In the phase 3 Comparison of Alemtuzumab and Rebif Efficacy in Multiple Sclerosis 2 (CARE-MS II) trial, alemtuzumab significantly reduced relapse rates and sustained accumulation of disability in patients who had had at least one relapse while receiving disease-modifying therapy compared with standard therapy with interferon β-1a in patients with relapsing-remitting MS.

Results from CARE-MS I, a phase 3 comparison of alemtuzumab and interferon β-1a in treatment-naive patients, showed a significant reduction in relapse rates at 2 years, but there was no significant effect on sustained accumulation of disability with alemtuzumab. Findings from the CARE-MS I and CARE-MS II trials were published in The Lancet.
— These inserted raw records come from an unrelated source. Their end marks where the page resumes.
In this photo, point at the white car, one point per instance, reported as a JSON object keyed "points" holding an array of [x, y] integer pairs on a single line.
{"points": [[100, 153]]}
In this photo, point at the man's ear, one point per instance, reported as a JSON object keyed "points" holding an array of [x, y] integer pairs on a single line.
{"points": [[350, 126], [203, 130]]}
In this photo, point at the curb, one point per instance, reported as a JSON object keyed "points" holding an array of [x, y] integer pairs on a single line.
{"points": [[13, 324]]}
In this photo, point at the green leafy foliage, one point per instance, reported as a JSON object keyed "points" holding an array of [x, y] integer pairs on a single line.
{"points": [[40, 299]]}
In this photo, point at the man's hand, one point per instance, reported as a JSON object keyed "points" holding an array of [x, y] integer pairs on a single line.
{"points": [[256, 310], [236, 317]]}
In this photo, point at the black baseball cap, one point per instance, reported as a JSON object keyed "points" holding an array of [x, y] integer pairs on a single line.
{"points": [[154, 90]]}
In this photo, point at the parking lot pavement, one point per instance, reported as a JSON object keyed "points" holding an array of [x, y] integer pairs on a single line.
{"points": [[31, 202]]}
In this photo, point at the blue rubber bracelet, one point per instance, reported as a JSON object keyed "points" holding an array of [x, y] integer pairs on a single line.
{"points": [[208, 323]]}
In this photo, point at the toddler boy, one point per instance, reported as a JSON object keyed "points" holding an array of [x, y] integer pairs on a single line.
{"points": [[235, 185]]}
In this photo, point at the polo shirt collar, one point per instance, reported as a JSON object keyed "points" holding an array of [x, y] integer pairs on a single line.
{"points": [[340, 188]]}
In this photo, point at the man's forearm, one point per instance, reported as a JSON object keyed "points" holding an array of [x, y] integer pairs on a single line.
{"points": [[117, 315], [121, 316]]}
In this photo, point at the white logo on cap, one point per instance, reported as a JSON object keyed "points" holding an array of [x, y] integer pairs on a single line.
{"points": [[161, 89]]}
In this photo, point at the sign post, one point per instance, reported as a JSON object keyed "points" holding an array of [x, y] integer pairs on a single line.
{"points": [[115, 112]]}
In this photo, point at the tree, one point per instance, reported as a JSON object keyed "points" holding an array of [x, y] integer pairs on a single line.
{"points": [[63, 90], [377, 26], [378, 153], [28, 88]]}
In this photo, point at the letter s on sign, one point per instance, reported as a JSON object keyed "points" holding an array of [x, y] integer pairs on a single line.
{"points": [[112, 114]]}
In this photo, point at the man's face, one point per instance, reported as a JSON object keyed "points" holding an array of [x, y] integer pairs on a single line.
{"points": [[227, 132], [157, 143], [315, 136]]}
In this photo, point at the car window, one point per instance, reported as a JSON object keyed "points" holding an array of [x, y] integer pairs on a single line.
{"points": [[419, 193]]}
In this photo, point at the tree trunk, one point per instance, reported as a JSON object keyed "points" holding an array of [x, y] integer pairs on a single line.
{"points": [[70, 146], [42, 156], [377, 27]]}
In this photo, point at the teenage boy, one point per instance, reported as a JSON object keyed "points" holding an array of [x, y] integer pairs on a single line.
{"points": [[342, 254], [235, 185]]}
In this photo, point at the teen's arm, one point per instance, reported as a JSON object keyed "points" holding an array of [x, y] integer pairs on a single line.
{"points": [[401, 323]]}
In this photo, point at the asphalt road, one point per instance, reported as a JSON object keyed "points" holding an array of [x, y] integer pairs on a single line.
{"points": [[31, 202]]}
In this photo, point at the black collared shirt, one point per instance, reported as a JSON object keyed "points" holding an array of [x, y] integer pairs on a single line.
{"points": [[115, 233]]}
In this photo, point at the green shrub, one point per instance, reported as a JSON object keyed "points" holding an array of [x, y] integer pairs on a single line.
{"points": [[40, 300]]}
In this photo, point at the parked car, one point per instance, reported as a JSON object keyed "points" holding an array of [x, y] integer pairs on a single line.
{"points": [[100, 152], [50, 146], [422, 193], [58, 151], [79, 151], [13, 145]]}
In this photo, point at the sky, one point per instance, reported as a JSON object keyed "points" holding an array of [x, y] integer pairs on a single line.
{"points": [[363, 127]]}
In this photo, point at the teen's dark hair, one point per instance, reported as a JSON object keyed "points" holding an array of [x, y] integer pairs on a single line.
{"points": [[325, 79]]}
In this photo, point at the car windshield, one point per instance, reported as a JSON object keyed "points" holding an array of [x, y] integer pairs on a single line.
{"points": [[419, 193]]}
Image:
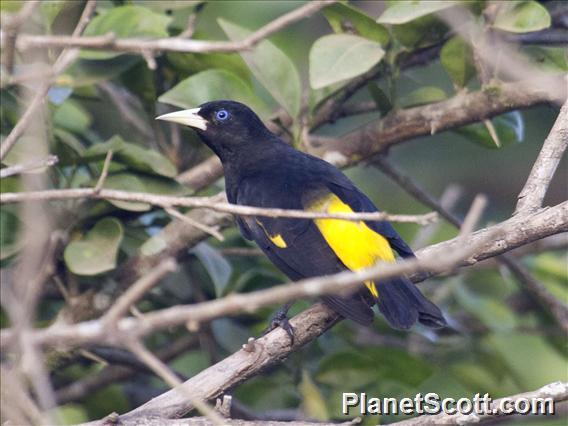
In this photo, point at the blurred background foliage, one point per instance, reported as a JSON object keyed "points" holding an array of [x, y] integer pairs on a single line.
{"points": [[502, 343]]}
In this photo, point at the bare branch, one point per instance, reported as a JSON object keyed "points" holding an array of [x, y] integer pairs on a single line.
{"points": [[204, 202], [512, 233], [137, 291], [187, 219], [114, 373], [62, 62], [11, 29], [401, 126], [426, 120], [472, 218], [171, 44], [104, 172], [163, 371], [558, 391], [558, 309], [17, 169], [536, 289], [532, 194]]}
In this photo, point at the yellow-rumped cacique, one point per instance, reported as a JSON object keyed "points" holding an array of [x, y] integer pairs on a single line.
{"points": [[262, 170]]}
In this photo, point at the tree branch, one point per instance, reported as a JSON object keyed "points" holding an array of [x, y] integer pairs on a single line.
{"points": [[65, 59], [170, 44], [512, 233], [532, 194], [403, 125], [558, 391], [420, 121], [166, 201]]}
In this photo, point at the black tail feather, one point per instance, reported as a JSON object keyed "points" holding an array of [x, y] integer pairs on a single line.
{"points": [[353, 307], [403, 304]]}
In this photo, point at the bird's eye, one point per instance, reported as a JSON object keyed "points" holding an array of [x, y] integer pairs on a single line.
{"points": [[222, 115]]}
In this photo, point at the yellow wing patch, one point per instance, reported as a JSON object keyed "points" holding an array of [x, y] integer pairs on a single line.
{"points": [[356, 245], [277, 239]]}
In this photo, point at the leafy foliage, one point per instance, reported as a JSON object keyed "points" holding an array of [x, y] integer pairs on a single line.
{"points": [[107, 101]]}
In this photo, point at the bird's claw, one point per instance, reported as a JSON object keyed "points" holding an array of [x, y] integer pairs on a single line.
{"points": [[281, 320]]}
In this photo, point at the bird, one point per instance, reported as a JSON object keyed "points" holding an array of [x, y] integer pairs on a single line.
{"points": [[262, 170]]}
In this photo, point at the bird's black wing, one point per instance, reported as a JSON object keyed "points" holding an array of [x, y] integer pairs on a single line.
{"points": [[359, 202], [296, 246]]}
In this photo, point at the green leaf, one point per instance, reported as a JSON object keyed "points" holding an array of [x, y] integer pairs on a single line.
{"points": [[339, 57], [134, 156], [192, 63], [521, 17], [272, 68], [216, 265], [312, 399], [519, 350], [421, 32], [89, 72], [381, 99], [97, 251], [28, 149], [139, 182], [213, 84], [72, 414], [550, 59], [494, 314], [422, 96], [342, 16], [509, 128], [71, 116], [229, 334], [50, 10], [167, 5], [404, 11], [125, 22], [456, 57]]}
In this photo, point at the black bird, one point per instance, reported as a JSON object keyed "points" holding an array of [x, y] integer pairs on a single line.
{"points": [[262, 170]]}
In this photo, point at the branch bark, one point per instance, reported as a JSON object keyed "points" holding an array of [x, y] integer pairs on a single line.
{"points": [[532, 194], [403, 125], [171, 44], [558, 391], [420, 121]]}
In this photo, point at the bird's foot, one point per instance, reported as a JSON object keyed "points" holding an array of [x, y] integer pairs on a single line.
{"points": [[280, 319]]}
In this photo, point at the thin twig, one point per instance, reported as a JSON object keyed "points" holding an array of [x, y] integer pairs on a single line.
{"points": [[207, 229], [61, 63], [104, 172], [138, 290], [532, 194], [495, 240], [163, 371], [166, 201], [472, 218], [17, 169], [558, 309], [11, 29], [171, 44], [557, 391]]}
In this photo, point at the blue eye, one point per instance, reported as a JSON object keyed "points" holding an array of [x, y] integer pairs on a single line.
{"points": [[222, 115]]}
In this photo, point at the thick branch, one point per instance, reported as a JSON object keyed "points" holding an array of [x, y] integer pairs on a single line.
{"points": [[204, 202], [532, 195], [558, 391], [403, 125], [65, 59], [512, 233], [420, 121]]}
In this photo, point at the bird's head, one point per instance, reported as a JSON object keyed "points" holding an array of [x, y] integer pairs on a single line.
{"points": [[225, 126]]}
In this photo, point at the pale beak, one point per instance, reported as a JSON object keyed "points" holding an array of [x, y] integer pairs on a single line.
{"points": [[187, 117]]}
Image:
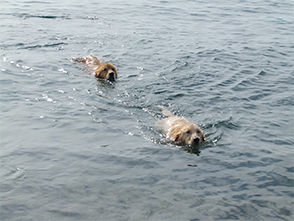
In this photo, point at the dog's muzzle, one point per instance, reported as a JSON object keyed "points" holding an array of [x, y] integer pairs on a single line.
{"points": [[111, 76], [196, 141]]}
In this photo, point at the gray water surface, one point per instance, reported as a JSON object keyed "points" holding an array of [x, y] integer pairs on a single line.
{"points": [[74, 148]]}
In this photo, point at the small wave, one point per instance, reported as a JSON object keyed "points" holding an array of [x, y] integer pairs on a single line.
{"points": [[26, 16], [43, 46]]}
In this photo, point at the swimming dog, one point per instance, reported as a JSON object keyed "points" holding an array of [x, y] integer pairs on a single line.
{"points": [[180, 130], [100, 70]]}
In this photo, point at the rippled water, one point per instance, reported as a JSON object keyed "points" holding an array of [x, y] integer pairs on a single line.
{"points": [[74, 148]]}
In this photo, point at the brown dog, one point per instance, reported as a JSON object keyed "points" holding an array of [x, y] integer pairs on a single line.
{"points": [[179, 130], [100, 70]]}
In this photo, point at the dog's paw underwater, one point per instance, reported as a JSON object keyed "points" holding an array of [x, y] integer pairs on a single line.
{"points": [[100, 70]]}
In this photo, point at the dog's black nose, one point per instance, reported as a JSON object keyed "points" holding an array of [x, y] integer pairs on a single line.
{"points": [[111, 77], [196, 141]]}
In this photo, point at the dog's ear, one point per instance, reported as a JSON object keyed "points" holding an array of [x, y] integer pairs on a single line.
{"points": [[175, 134], [203, 138], [177, 137]]}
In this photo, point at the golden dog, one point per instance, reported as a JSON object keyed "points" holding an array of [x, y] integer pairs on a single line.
{"points": [[179, 130], [100, 70]]}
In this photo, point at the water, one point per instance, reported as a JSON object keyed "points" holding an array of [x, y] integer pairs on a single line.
{"points": [[74, 148]]}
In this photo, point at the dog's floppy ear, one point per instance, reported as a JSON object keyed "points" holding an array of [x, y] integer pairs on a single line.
{"points": [[203, 138], [175, 134]]}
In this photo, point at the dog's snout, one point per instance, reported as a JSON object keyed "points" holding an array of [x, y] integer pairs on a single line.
{"points": [[111, 76], [196, 140]]}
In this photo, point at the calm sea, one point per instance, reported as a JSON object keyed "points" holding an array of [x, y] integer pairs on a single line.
{"points": [[74, 148]]}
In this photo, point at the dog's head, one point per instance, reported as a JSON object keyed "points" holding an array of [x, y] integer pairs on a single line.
{"points": [[189, 134], [106, 71]]}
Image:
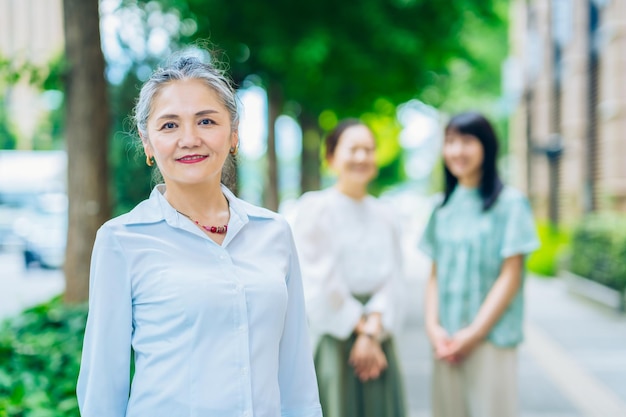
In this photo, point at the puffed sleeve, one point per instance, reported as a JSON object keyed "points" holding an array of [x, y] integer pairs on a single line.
{"points": [[428, 242], [520, 234], [296, 378], [104, 377], [331, 307]]}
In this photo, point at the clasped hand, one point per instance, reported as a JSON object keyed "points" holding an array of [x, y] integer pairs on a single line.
{"points": [[456, 348], [367, 356]]}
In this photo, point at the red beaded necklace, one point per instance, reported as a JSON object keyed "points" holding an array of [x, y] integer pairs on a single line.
{"points": [[220, 230]]}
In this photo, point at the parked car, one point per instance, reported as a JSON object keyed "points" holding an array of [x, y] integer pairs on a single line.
{"points": [[13, 205], [43, 231]]}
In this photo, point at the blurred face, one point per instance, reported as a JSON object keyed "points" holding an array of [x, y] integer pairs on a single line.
{"points": [[354, 158], [463, 155], [189, 133]]}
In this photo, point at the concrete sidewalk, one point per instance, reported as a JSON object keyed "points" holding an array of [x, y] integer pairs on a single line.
{"points": [[572, 363]]}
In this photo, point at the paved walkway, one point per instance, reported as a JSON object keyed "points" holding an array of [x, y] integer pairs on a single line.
{"points": [[572, 364]]}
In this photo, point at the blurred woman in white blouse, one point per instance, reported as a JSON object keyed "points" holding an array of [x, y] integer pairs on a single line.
{"points": [[351, 258], [202, 286]]}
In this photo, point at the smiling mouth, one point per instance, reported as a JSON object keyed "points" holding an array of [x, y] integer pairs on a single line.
{"points": [[192, 158]]}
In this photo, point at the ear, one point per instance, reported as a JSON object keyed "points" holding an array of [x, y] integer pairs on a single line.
{"points": [[147, 148], [234, 139]]}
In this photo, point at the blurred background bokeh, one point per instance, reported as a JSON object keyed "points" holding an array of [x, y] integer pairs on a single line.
{"points": [[550, 74]]}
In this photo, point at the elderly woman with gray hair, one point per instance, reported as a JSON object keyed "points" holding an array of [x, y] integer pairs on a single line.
{"points": [[197, 291]]}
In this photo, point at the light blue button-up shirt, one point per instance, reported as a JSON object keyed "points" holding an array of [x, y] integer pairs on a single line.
{"points": [[469, 246], [217, 331]]}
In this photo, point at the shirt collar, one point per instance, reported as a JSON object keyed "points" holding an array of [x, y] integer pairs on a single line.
{"points": [[156, 208]]}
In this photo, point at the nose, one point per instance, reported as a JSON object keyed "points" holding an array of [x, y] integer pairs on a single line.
{"points": [[454, 148], [360, 154], [189, 137]]}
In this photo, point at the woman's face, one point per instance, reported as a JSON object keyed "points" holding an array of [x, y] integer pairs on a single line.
{"points": [[463, 155], [189, 133], [354, 159]]}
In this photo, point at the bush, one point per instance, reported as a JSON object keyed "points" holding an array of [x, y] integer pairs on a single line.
{"points": [[554, 242], [39, 361], [598, 250]]}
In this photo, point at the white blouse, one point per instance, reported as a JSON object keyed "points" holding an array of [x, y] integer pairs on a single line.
{"points": [[348, 248], [216, 330]]}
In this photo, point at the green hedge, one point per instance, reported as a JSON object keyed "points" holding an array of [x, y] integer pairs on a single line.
{"points": [[39, 361], [598, 249], [554, 243]]}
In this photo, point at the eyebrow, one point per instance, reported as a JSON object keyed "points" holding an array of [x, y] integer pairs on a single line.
{"points": [[176, 116]]}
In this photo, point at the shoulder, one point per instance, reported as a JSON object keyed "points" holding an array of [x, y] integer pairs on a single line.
{"points": [[313, 203]]}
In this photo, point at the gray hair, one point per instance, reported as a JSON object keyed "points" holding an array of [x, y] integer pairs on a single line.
{"points": [[188, 66]]}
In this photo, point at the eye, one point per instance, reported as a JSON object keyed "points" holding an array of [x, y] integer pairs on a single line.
{"points": [[207, 122], [168, 125]]}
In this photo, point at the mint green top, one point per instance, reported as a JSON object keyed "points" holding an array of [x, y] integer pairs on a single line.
{"points": [[469, 245]]}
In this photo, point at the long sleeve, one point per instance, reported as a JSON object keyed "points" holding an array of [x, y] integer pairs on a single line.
{"points": [[390, 300], [331, 307], [104, 378], [297, 381]]}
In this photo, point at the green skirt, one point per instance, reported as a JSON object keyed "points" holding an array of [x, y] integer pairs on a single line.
{"points": [[342, 394]]}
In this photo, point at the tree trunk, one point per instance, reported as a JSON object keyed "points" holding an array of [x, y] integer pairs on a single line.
{"points": [[87, 126], [311, 145], [274, 105]]}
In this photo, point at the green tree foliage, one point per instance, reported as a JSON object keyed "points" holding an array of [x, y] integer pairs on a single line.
{"points": [[39, 361], [340, 56]]}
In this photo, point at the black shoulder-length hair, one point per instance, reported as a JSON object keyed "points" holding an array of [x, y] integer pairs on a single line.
{"points": [[475, 124]]}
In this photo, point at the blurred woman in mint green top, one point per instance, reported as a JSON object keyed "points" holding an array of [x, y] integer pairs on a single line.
{"points": [[478, 238]]}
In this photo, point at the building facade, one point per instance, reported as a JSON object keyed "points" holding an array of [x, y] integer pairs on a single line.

The most common adverse effects of alemtuzumab are rash, headache, pyrexia, nasopharyngitis, nausea, urinary tract infection, fatigue, insomnia, upper respiratory tract infection, herpes viral infection, urticaria, pruritus, thyroid gland disorders, fungal infection, arthralgia, pain in extremity, back pain, diarrhea, sinusitis, oropharyngeal pain, paresthesia, dizziness, abdominal pain, flushing, and vomiting.

Alemtuzumab is also contraindicated in patients with HIV infection.

"The unmet need in MS remains high," said investigator Edward Fox, MD, PhD, director of the Multiple Sclerosis Clinic of Central Texas in the new statement. "It is a great day for people living with relapsing forms of MS in the United States, who will now have access to this new meaningful treatment."

Full US prescribing information for alemtuzumab, including boxed warning and contraindications, can be found here.

The FDA approval is the second MS treatment for Genzyme after teriflunomide (Aubagio), an oral agent for the treatment of relapsing MS, in September 2012.